Certainly, while one praises The Manitou, one must also be aware that there is a good degree of schlocky ridiculousness that surrounds more than a few parts of the film. There is one completely ridiculous scene where a hunched-over Lurene Tuttle starts making frog-like croaks while hovering six inches above the ground, while Tony Curtis runs about smiling bemusedly as if this were no more than one of his Doris Day soap opera comedies of the 1960s. Girdler’s shocks are often down around the level of crude circus showmanship – doctors plunging scalpels into their wrist, heads emerging from a table during a seance and several other scenes that inspire more laughter than anything else.

Yet on the other hand, The Manitou contains a particularly strong building atmosphere of eldritch eeriness. The film could almost be an H.P. Lovecraft story – indeed, Graham Masterson makes the indebtitude overt with reference to the climactic awakening of a Great Old One, which was the most powerful god in Lovecraft’s Cthulhu Mythos.

Misquamacus emerges from the tumor on Susan Strasberg's back in The Manitou (1978)
The manitou emerges from the tumor on Susan Strasberg’s back

What adds considerable originality to The Manitou is the importing of Native American mythology. The conceptual stew of ideas that Graham Masterson plays with here has a creativity way above any of the standard clones of The Exorcist (1973) that were being made around the same era. The middle scenes play the Indian mysticism with such an engrossing conviction that suspension of disbelief triumphs entirely over William Girdler’s rather crude shocks. The incredibly eerie scenes with medicine man Michael Ansara trying to build protective circles around the manitou’s bed, or moments where the manitou speaks through Susan Strasberg’s mouth, its emerging from the tumour, and bringing a dead orderly back to life, all work at a level of otherworldly spookiness that is very hard to shake when the film is over.
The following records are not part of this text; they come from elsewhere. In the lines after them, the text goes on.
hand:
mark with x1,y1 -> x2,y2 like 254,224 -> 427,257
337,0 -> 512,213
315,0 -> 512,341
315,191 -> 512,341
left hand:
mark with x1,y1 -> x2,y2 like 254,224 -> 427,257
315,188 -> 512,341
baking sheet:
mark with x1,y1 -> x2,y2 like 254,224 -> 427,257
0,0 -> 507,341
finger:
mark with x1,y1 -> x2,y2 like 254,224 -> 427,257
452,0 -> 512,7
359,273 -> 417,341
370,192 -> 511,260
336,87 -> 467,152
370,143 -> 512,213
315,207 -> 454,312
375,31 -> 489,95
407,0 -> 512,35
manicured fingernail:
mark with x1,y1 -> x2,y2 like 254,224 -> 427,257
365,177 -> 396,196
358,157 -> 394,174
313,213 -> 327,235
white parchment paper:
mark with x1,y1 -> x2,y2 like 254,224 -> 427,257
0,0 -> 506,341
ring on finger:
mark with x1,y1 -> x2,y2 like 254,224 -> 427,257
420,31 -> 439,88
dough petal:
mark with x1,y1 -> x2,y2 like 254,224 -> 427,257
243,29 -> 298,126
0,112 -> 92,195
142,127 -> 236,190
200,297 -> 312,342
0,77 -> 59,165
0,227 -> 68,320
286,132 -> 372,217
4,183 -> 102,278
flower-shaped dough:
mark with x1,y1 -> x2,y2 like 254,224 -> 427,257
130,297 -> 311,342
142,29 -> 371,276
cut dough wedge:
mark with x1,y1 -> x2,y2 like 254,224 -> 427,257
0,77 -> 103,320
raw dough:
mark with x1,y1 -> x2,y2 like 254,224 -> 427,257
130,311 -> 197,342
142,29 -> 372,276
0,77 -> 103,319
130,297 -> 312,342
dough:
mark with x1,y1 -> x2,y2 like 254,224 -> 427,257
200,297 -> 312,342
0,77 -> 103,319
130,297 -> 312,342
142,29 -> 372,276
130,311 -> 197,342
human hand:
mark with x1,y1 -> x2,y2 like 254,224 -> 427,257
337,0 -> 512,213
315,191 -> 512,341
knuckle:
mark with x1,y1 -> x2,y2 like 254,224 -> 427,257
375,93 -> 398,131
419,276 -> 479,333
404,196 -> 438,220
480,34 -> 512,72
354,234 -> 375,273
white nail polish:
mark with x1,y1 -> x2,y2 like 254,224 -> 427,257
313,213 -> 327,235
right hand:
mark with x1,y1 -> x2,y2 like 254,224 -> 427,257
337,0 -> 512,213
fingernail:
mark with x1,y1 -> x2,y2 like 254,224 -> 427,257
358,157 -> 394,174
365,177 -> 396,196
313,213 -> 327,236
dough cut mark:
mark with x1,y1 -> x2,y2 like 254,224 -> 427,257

Only the climax lets it down where Girdler takes a leaf from Star Wars (1977) with a bare-chested Susan Strasberg sitting up in bed, floating amid a very poorly matted starscape and meteor storm, blasting lightning bolts from her fingers at a poor sub-2001: A Space Odyssey (1968) psychedelic light show that supposedly represents the Great Old One.

Tony Curtis is badly miscast and does not appear to be taking the show terribly seriously. His contribution to the film never rises above a slightly amused smile. Debatably even worse than Tony Curtis is Stella Stevens as a fellow medium. The one good performance in the film comes from the great and always reliable Burgess Meredith in a small part as an expert on Indian mythology.